STF retoma julgamento da uberização após 'Gilmarpalooza' com diretor da Uber
Nesta quarta-feira (24), o STF (Supremo Tribunal Federal) retoma o aguardado julgamento sobre a existência de vínculo empregatício, nos moldes previstos pela CLT (Consolidação das Leis do Trabalho), entre um motorista e a Uber.
O tema retorna à pauta da corte dois meses depois de o projeto de lei que regulamenta o trabalho por aplicativos naufragar na Câmara dos Deputados, e semanas após o Fórum de Lisboa — criado pelo ministro Gilmar Mendes, o decano do tribunal — promover palestra de um diretor da Uber no Brasil sobre o mesmíssimo assunto.
Presidente do STF e relator do caso, o ministro Edson Fachin havia suspendido a análise do processo, que vai servir de parâmetro para ações semelhantes em todo o país, na esperança de que o Congresso Nacional avançasse na regulamentação do trabalho por aplicativos.
A estratégia de Fachin tinha por objetivo evitar que o STF entrasse em mais uma bola dividida e se visse obrigado a dar a palavra final sobre um assunto profundamente controverso.
Também pesou na decisão de Fachin a pouca simpatia — para usar um eufemismo — que seus colegas de corte têm demonstrado pela legislação trabalhista. Nos últimos anos, diversos ministros do STF vêm derrubando, em canetadas individuais, decisões da Justiça do Trabalho que apontam a existência de vínculo empregatício dos aplicativos com motoristas e entregadores.
No Supremo, o crítico mais vocal da legislação e do judiciário trabalhista é, sem dúvidas, Gilmar Mendes. Por essa razão, a presença do diretor de políticas públicas e relações governamentais da Uber no "Gilmarpalooza", como é conhecido o evento anual na capital portuguesa concebido pelo decano do Supremo, não é um mero detalhe.
Assim como também não foi fato de menor importância o episódio em que o ministro aposentado Luís Roberto Barroso, na época presidente do STF, foi filmado cantando "Garota de Ipanema" em jantar beneficente na casa do CEO do iFood, em maio do ano passado.
A realidade é que a instância máxima do judiciário brasileiro, exceção feita a Fachin e Flávio Dino, parece não só dar de ombros para evidentes conflitos de interesse, como também revela assustadora falta de conhecimento sobre questões trabalhistas.
Alexandre de Moraes, por exemplo, chegou a ser corrigido por três colegas ao sugerir que o iFood não poderia ser responsabilizado por irregularidades trabalhistas cometidas por uma terceirizada — obrigação prevista expressamente na lei, após a reforma trabalhista de 2017.
Outros ministros jogaram no mesmo balaio os conceitos de uberização e pejotização, tratando ambas as formas de contratação como modalidades da "terceirização irrestrita" já autorizada pelo STF, e desconsiderando as evidentes nuances de cada uma delas.
Dessa forma, passam por cima do princípio básico do direito do trabalho que defende a chamada "primazia da realidade". Ou seja, se na prática um trabalhador atua como empregado subordinado, pouco importa se o contrato firmado com uma plataforma diz que ele tem uma suposta autonomia: seus direitos precisam ser garantidos.
O julgamento previsto para esta quarta-feira vai muito além da uberização em si.

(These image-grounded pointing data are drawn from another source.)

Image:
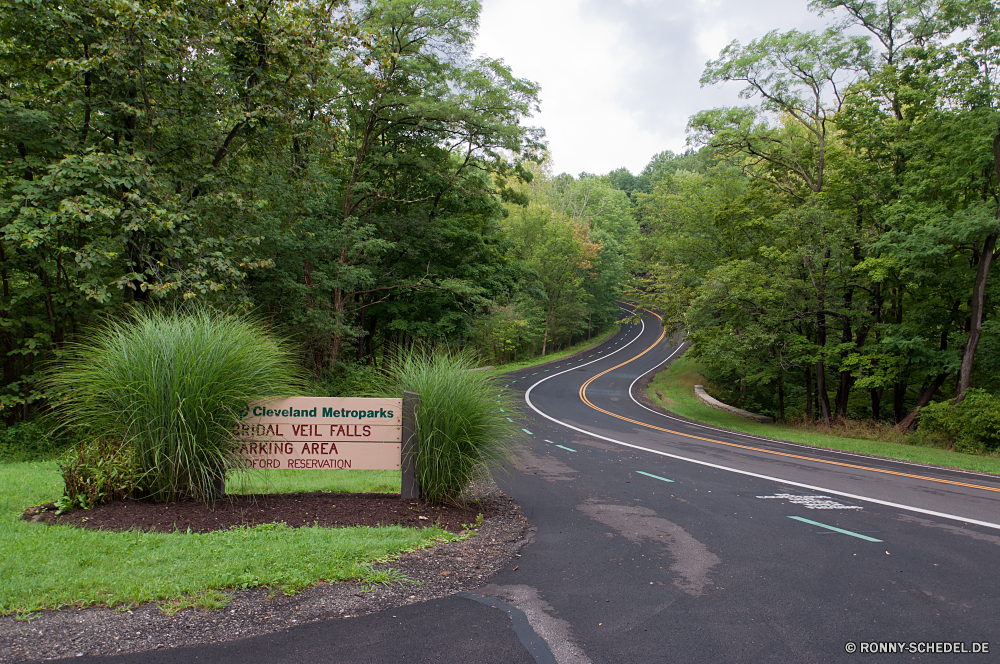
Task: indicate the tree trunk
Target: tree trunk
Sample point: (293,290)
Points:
(809,410)
(898,401)
(824,398)
(910,420)
(978,294)
(781,400)
(976,316)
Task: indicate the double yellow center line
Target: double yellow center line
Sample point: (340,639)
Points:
(583,397)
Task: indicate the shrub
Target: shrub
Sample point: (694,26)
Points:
(460,425)
(971,426)
(96,472)
(171,386)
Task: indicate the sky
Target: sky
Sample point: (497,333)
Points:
(620,78)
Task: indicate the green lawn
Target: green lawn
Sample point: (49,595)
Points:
(48,567)
(677,382)
(551,357)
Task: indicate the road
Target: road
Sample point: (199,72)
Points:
(661,540)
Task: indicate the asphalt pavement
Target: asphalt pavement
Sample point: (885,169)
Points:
(660,540)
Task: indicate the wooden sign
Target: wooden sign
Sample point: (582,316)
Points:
(323,433)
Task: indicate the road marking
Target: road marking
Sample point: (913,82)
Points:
(835,529)
(750,435)
(654,476)
(583,397)
(813,502)
(909,508)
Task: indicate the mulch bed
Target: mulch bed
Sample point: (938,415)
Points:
(293,509)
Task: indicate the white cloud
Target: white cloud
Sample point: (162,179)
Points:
(620,78)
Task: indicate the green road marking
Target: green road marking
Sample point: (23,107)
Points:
(835,529)
(654,476)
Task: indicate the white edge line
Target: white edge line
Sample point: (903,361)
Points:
(909,508)
(785,442)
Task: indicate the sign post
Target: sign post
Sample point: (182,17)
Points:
(333,433)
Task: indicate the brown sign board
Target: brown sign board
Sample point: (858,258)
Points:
(322,433)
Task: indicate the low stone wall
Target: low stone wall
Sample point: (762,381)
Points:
(700,392)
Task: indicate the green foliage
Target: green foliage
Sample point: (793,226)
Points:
(98,471)
(463,425)
(119,179)
(31,441)
(73,567)
(171,387)
(971,426)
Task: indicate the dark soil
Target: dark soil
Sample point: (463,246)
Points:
(293,509)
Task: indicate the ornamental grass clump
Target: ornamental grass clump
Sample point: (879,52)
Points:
(170,387)
(464,422)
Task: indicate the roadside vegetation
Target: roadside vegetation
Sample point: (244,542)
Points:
(71,566)
(674,389)
(512,367)
(465,424)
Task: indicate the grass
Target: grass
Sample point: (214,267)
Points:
(49,567)
(551,357)
(171,386)
(677,382)
(465,423)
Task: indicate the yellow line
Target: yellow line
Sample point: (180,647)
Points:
(583,397)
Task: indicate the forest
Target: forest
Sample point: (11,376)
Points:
(346,172)
(350,174)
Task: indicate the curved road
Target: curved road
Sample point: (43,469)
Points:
(656,539)
(659,539)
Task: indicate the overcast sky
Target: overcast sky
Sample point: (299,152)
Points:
(620,78)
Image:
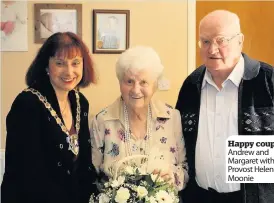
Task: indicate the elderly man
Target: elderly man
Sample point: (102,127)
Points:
(231,94)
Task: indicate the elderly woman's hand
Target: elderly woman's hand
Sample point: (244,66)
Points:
(166,175)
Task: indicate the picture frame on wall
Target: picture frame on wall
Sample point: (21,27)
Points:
(14,26)
(110,31)
(52,18)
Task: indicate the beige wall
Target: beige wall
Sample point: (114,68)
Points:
(160,24)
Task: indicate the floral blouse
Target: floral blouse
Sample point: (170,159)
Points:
(166,142)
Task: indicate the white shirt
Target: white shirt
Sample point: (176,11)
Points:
(218,120)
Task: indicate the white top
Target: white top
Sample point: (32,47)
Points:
(218,120)
(166,145)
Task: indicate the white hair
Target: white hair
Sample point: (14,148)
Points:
(139,58)
(222,17)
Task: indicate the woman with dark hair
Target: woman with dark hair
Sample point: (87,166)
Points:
(48,144)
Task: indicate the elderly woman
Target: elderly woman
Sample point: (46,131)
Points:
(136,124)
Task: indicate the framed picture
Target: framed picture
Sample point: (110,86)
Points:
(52,18)
(14,26)
(110,31)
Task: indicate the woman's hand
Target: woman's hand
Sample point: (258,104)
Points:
(166,175)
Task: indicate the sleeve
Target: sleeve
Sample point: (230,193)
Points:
(26,174)
(180,168)
(97,142)
(87,173)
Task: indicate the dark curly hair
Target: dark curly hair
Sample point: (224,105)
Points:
(68,45)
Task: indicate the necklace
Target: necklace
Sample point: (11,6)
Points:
(73,139)
(62,112)
(128,133)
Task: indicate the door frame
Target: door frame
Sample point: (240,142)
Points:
(191,36)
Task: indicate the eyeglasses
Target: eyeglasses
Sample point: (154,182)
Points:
(219,41)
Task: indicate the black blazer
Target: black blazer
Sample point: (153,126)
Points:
(39,166)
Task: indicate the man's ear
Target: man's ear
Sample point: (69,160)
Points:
(241,39)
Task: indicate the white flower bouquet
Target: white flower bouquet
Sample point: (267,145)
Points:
(132,185)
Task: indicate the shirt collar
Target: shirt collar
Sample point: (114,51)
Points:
(235,76)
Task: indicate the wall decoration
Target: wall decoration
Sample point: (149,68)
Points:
(110,31)
(52,18)
(14,36)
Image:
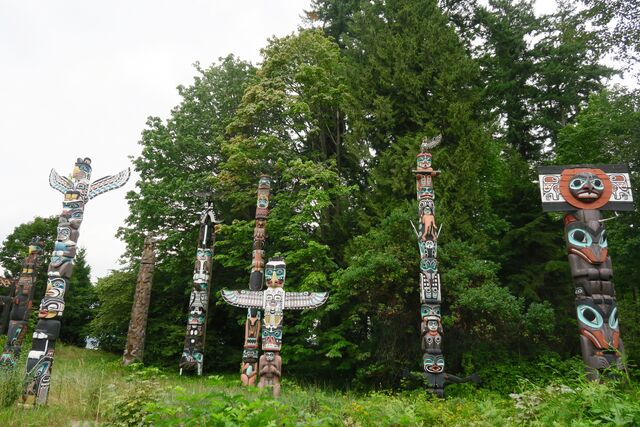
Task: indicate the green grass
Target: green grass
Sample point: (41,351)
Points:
(92,388)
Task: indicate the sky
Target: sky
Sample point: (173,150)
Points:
(79,78)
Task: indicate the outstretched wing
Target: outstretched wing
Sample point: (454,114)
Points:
(60,183)
(245,299)
(302,300)
(108,183)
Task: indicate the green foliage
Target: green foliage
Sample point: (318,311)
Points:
(10,386)
(131,408)
(80,302)
(15,249)
(113,309)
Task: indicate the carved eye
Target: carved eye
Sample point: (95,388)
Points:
(580,238)
(603,240)
(597,184)
(590,317)
(613,319)
(576,183)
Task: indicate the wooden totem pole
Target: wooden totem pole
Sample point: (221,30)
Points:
(21,307)
(134,348)
(8,287)
(273,300)
(77,192)
(250,353)
(584,191)
(430,299)
(193,352)
(429,280)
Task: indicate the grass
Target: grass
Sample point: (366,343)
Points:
(91,388)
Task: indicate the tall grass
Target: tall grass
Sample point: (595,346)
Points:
(91,388)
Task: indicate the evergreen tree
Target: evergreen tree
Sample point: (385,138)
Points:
(80,302)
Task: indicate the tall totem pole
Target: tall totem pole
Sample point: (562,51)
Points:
(77,192)
(273,300)
(193,351)
(21,307)
(250,353)
(583,191)
(429,280)
(430,299)
(8,286)
(134,349)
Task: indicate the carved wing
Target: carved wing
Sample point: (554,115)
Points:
(302,300)
(108,183)
(59,182)
(244,299)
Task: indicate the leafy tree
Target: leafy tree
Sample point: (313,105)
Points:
(80,301)
(114,294)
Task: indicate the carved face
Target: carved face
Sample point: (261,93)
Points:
(429,265)
(585,188)
(433,363)
(56,287)
(272,339)
(424,187)
(263,199)
(265,181)
(275,273)
(424,161)
(273,307)
(589,244)
(599,324)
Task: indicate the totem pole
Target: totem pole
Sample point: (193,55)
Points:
(21,307)
(193,352)
(273,300)
(427,233)
(583,191)
(77,192)
(429,280)
(250,354)
(134,349)
(8,286)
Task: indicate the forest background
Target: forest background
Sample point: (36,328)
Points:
(335,113)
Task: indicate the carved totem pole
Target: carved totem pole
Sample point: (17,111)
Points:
(273,300)
(21,307)
(77,192)
(583,191)
(8,286)
(250,353)
(427,233)
(193,351)
(134,348)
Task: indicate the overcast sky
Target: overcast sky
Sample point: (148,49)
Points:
(79,78)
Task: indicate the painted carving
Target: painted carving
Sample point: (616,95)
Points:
(250,353)
(584,191)
(134,349)
(274,301)
(8,288)
(21,305)
(431,333)
(77,191)
(192,358)
(429,281)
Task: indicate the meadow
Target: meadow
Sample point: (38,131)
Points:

Ele pode ter repercussões decisivas sobre o futuro legislação trabalhista no país, abrindo alas para o esvaziamento da proteção de diversas outras categorias.
Afinal, se o STF cravar que é lícito criar uma plataforma e deixar de recolher direitos trabalhistas de motoristas e entregadores, por que um restaurante não poderia fazer o mesmo com seus garçons? Ou um supermercado com seus funcionários? Ou um hospital com seus enfermeiros?
Na vida real, como sabemos, isso já está acontecendo, como provam os incontáveis aplicativos que não param de surgir.
Nessa discussão, é sempre importante lembrar que a carteira assinada vai muito além de férias remuneradas, licença-maternidade e 13º salário. O registro formal também é essencial para compor o caixa da Previdência (que paga aposentadorias), do Sistema S (que capacita trabalhadores no Senai e garante lazer no Sesc), e da política habitacional (que usa o FGTS para financiar a compra da casa própria).
Convencer trabalhadores, principalmente os jovens, sobre a importância de direitos que muitos só vão acessar daqui a décadas não é mesmo uma tarefa simples — sobretudo em uma época marcada por discursos sedutores, mas para lá de questionáveis, sobre empreendedorismo.
Dependendo do que decidir, o STF pode afastar de vez as futuras gerações do guarda-chuva da CLT.